Les emmerdements/pannes durant cette traversée, Yves dit toujours que sur un voilier on a un petit emmerd tous les jours, un moyen chaque semaine, et un gros tous les mois. On ne va pas faire des comptes d’apothicaire, mais voilà ci-dessous ce qui nous a donné du souci durant cette traversée.
  • Électricité de l’hydrogénérateur qui charge mal : toutes les prises ont été revisitées
  • Vit de mulet qui casse : il a fallu trouver un autre axe, le percer et tout remonter
  • Rotule du pilote qu’il faut remplacer par une nouvelle
  • Drisse du genaker/spi qu’il faut déplacer, puis remettre en haut du mat
  • Poulies de l’écoute de voile légère à changer
  • Support de l’hydrogénérateur qui se fissure : un renfort en aluminium est fabriqué


Les six périodes remarquables de cette traversée ont été les suivantes. Et l’on se demandera toujours si on a bien été suffisamment vers l’Est durant la première partie du voyage, et si on n’aurait pas dû aller plus vers l’Ouest durant la deuxième partie, histoire de prendre les anticyclones dans un meilleur sens quitte à faire des milles en plus, pour éviter les calmes et le vent dans le nez….

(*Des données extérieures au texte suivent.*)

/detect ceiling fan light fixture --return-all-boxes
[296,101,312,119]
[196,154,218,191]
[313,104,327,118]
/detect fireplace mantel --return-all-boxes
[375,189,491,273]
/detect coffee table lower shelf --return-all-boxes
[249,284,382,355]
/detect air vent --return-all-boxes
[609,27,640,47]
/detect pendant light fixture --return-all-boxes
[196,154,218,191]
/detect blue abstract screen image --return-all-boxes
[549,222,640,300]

  • Près de 1500 milles dans les cinquantièmes et les quarantièmes rugissants. Ca aura été du vent soutenu sur une longue période, avec troisième ris et trinquette très souvent. Pendant près d’une semaine ce sera 30 nds et plus, avec un bon épisode à 35-45 nds nous obligeant à rester toute une nuit sous ½ trinquette seule, grand-voile affalée.  Mais pas de vague scélérate ni de mer très méchante pour nous inquiéter, les vis des planchers et des coffres n’ont pas eu à servir.
  • L’attente des premiers alizés aura été longue, douze jours à petite vitesse et donc petite moyenne journalière pour remonter de 40 degrés sud à 16 degrés sud. Du vent de NW, des grains, du calme – est-ce l’AC de St H? – navigation peu agréable, qui plus est quand le vent passe au NNE, pile de la direction de là où on veut aller.
  • Les alizés du SE se sont fait désirés puisqu’on ne les a rencontrés que tard, avec eux c’est le confort des vents ni trop faibles ni trop forts et bien établis en direction. Ils n’ont pas duré assez longtemps à notre goût, une semaine, on les regrette vite, mais c’était déjà ça de pris.
  • Le pot au noir : même quand on le passe dans sa petite largeur, c’est-à-dire pas mal vers l’Ouest, il est toujours trop long. A deux reprises on enfourne le matériel électronique (i-phone, tablette, ordinateur) dans la cuisinière à cause des éclairs. Mais plus de peur que de mal, pas de dégâts, tant mieux.
  • Les alizés du NE étaient au rendez-vous, ils nous ont obligés à serrer le vent de bien près, on le savait à l’avance,  mais on a eu de la chance qu’ils n’ont pas été trop forts. On a vécu bien penchés et tendus pendant plus d’une semaine, et on a été très contents les premières heures où on a pu retrouver la vie à l’horizontale.
  • L’anticyclone des Açores nous l’avons rencontré à partir de 20 degrés de latitude nord, beaucoup trop tôt. La prévision météo était très instable, le peu de vent était souvent en plein dans le nez, cela n’a donc pas constitué une période agréable de la traversée. Peut-être on en avait un peu marre aussi …. Et on avait gardé un peu de gas-oil en prévision, donc ça l’a fait pour arriver au port avant la dépression.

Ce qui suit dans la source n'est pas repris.